UN rights groups retakes probe into fate of 43 trainee teachers, apparently massacred
Record ID:
79472
UN rights groups retakes probe into fate of 43 trainee teachers, apparently massacred
- Title: UN rights groups retakes probe into fate of 43 trainee teachers, apparently massacred
- Date: 10th November 2016
- Summary: COCULA, GUERRERO, MEXICO (FILE) (REUTERS) VARIOUS OF INVESTIGATORS AT CRIME SCENE GENERAL VIEW OF RUBBISH AND PEOPLE NEAR CRIME SCENE VARIOUS OF OFFICIALS NEAR CRIME SCENE, TRANSPORTING MATERIAL TIXTLA, GUERRERO, MEXICO (FILE - SEPTEMBER 2015) (REUTERS) VARIOUS OF PEOPLE PROTESTING NEAR SCHOOL WHERE THE MISSING STUDENTS WERE FROM VARIOUS OF PARENTS OF MISSING STUDENTS HOLDING PORTRAITS OF THEIR CHILDREN
- Embargoed: 25th November 2016 21:45
- Keywords: Missing students Mexico investigation experts
- Location: MEXICO CITY / TIXTLA AND COCULA, GUERRERO, MEXICO
- City: MEXICO CITY / TIXTLA AND COCULA, GUERRERO, MEXICO
- Country: Mexico
- Reuters ID: LVA00357V4E9V
- Aspect Ratio: 16:9
- Story Text:The new commissioner for the Inter-American Human Rights Commission (IACHR) leading the investigation into the 2014 apparent massacre of 43 trainee teachers began a four-day trip to Mexico on Thursday (November 10), to retake the probe.
Commissioner Enrique Gil Botero took over the investigation after an independent panel of international experts who presented their final report last April, saying the government's stonewalling had prevented them from reaching the truth.
Botero said he will meet with officials, victims' relatives and key actors in the case.
"So we can me an advancement in the investigation, leading to the ultimate goal of establishing or finding those missing (students) or finding the truth," Gil Botero said.
The experts cast doubt on aspects of the government's version of events and said the government blocked their efforts to obtain evidence from Mexican authorities.
"One can't continue to look for ways to strengthen the version of the rubbish dump in Cocula. The 43 students were not cremated in the rubbish dump of Cocula. It's something that is physically impossible," said IACHR President, Commissioner James Cavallaro.

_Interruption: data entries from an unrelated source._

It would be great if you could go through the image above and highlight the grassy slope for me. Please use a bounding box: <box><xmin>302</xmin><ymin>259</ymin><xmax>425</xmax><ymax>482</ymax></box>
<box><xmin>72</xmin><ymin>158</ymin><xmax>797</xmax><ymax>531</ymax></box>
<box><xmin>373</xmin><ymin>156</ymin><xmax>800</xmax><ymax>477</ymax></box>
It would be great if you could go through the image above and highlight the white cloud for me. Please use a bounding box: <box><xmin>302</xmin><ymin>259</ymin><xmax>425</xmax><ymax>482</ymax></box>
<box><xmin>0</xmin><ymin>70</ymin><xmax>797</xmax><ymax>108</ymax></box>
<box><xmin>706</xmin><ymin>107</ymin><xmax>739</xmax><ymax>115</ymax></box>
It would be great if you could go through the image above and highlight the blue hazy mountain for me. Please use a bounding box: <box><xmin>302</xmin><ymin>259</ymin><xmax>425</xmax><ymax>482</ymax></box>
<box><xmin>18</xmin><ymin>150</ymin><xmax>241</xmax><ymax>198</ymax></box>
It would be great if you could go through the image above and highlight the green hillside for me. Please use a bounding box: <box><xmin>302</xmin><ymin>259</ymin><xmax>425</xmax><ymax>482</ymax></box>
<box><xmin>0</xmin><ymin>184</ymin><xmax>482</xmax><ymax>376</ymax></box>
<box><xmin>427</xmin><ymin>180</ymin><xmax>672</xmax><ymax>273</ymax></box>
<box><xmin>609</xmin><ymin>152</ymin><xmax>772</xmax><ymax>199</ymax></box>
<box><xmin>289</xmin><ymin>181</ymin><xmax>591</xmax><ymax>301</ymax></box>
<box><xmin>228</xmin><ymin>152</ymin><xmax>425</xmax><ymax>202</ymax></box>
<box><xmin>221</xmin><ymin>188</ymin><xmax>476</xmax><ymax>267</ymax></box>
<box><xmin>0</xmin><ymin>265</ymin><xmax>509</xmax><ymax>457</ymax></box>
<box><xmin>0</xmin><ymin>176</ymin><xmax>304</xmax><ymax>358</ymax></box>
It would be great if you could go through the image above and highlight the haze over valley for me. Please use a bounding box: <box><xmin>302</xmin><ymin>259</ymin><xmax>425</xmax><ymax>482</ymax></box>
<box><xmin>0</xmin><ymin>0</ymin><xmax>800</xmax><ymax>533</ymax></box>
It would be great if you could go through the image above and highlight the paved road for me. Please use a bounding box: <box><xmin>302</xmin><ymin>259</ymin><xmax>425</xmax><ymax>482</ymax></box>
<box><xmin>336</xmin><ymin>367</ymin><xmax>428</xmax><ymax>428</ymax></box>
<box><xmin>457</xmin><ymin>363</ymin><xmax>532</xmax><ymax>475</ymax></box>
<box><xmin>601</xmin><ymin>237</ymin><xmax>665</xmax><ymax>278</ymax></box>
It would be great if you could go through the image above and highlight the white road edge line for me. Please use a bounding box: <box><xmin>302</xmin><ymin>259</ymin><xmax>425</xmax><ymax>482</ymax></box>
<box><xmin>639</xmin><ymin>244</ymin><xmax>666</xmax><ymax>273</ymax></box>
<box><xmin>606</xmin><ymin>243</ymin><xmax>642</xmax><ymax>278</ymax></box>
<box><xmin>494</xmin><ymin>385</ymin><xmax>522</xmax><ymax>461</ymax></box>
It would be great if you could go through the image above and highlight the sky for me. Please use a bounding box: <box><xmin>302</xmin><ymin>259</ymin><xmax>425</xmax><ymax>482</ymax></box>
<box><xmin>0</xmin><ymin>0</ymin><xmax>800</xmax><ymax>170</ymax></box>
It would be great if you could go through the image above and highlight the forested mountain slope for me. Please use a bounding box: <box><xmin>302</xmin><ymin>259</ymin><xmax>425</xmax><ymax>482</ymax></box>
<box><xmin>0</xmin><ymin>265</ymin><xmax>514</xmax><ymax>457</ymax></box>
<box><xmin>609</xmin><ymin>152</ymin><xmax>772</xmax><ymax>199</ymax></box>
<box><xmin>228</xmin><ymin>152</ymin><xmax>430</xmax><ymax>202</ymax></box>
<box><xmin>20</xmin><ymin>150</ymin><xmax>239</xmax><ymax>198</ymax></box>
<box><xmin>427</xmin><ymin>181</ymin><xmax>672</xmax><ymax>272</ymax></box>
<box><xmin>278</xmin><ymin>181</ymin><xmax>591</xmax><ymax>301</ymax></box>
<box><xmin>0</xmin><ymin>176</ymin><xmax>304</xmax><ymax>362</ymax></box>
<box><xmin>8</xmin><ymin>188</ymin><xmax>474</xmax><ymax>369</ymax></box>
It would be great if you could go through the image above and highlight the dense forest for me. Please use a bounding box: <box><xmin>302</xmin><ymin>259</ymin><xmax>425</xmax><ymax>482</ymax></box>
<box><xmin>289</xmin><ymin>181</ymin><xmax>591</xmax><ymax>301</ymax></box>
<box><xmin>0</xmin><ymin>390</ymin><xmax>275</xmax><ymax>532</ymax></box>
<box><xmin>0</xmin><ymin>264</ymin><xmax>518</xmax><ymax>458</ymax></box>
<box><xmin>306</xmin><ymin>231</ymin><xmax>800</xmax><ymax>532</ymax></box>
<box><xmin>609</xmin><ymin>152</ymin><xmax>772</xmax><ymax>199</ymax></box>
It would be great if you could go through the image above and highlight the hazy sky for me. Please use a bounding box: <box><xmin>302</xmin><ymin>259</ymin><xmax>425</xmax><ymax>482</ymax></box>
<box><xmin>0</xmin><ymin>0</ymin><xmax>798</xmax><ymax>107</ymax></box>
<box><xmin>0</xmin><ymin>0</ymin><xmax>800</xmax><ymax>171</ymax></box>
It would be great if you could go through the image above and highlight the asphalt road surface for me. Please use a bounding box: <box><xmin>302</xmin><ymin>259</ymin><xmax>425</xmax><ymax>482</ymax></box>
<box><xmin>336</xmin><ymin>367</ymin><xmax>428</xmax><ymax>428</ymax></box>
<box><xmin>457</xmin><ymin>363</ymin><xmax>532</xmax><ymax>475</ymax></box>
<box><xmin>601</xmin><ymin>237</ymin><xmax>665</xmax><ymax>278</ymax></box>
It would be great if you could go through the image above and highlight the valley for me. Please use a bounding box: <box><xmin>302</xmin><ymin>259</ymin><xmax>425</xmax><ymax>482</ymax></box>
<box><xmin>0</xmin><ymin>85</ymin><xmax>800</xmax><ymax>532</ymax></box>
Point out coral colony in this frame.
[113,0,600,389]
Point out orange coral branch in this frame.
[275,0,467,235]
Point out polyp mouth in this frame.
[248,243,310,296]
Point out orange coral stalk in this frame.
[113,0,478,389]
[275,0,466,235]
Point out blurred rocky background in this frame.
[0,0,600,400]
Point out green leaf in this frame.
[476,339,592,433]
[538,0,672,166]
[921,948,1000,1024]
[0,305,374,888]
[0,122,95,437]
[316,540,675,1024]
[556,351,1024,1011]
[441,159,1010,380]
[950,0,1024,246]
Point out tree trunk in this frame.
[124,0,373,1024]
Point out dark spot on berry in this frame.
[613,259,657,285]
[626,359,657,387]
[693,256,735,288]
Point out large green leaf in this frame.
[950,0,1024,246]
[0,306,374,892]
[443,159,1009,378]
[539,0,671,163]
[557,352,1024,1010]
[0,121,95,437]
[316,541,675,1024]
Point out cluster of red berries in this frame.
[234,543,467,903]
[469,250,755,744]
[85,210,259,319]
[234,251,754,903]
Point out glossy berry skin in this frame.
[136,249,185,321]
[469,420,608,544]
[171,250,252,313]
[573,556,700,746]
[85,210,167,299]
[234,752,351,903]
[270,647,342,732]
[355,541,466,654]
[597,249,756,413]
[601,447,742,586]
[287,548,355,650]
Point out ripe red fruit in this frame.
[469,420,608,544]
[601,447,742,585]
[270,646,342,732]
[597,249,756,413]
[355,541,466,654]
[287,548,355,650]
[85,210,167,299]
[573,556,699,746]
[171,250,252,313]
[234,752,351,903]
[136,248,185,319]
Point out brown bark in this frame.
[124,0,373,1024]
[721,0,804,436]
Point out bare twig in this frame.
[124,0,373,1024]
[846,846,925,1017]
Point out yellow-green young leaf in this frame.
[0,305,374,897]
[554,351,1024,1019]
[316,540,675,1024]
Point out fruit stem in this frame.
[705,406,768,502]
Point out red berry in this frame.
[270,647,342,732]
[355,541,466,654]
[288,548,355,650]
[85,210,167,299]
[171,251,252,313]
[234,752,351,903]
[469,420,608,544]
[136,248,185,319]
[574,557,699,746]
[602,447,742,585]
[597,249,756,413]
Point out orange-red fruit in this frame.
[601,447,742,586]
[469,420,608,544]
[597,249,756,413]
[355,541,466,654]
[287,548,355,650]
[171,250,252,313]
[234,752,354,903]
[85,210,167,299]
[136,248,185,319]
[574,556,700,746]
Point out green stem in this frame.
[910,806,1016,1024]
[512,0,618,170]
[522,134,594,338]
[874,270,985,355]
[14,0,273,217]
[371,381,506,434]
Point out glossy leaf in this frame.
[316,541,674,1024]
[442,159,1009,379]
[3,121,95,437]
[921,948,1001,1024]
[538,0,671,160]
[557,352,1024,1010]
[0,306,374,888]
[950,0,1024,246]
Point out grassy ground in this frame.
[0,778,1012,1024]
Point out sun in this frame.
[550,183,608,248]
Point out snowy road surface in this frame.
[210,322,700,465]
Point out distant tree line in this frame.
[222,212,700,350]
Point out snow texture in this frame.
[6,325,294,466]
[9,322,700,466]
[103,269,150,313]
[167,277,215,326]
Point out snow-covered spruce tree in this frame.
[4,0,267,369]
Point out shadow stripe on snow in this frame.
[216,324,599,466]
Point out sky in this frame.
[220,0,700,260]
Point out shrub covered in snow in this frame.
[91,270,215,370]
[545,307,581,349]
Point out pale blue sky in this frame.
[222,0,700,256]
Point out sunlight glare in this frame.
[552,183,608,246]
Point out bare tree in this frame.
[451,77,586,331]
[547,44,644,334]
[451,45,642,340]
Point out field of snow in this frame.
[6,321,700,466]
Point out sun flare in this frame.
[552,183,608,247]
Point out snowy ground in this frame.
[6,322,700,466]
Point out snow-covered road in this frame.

The group will gather information and documentation on the case over a period of 12 months, according to IACHR. The Mexican government has agreed to this plan.
Mexico's government says that corrupt police in late 2014 handed the student teachers in the southwestern city of Iguala over to drug gang henchmen, who believed the trainees had been infiltrated by a rival gang. They then incinerated them at a rubbish dump in the southwestern Mexican state of Guerrero.
The remains of just one of the 43 students has been identified from a charred bone fragment. The government said it was found in the Rio San Juan, a river by the town of Cocula, near Iguala where the students disappeared.
The experts said that the government's theory the students had been burned is scientifically impossible given the heat needed to reduce human remains to ash, and the experts raised further questions in the report about the government's story of finding the bone fragment in the river.
In a statement, the official who is leading the investigation for the attorney general's office said that the government had held numerous meetings with the experts and had fulfilled the majority of their hundreds of requests for information.
Pena Nieto had thanked the experts via his official Twitter account when they left. He said the attorney general's office would analyse their report.
The case has drawn international attention and stirred protests and outrage in Mexico, where violence has surged in a decade-long drug war. Lawlessness reigns in parts of the country and has tarnished President Enrique Pena Nieto's reputation.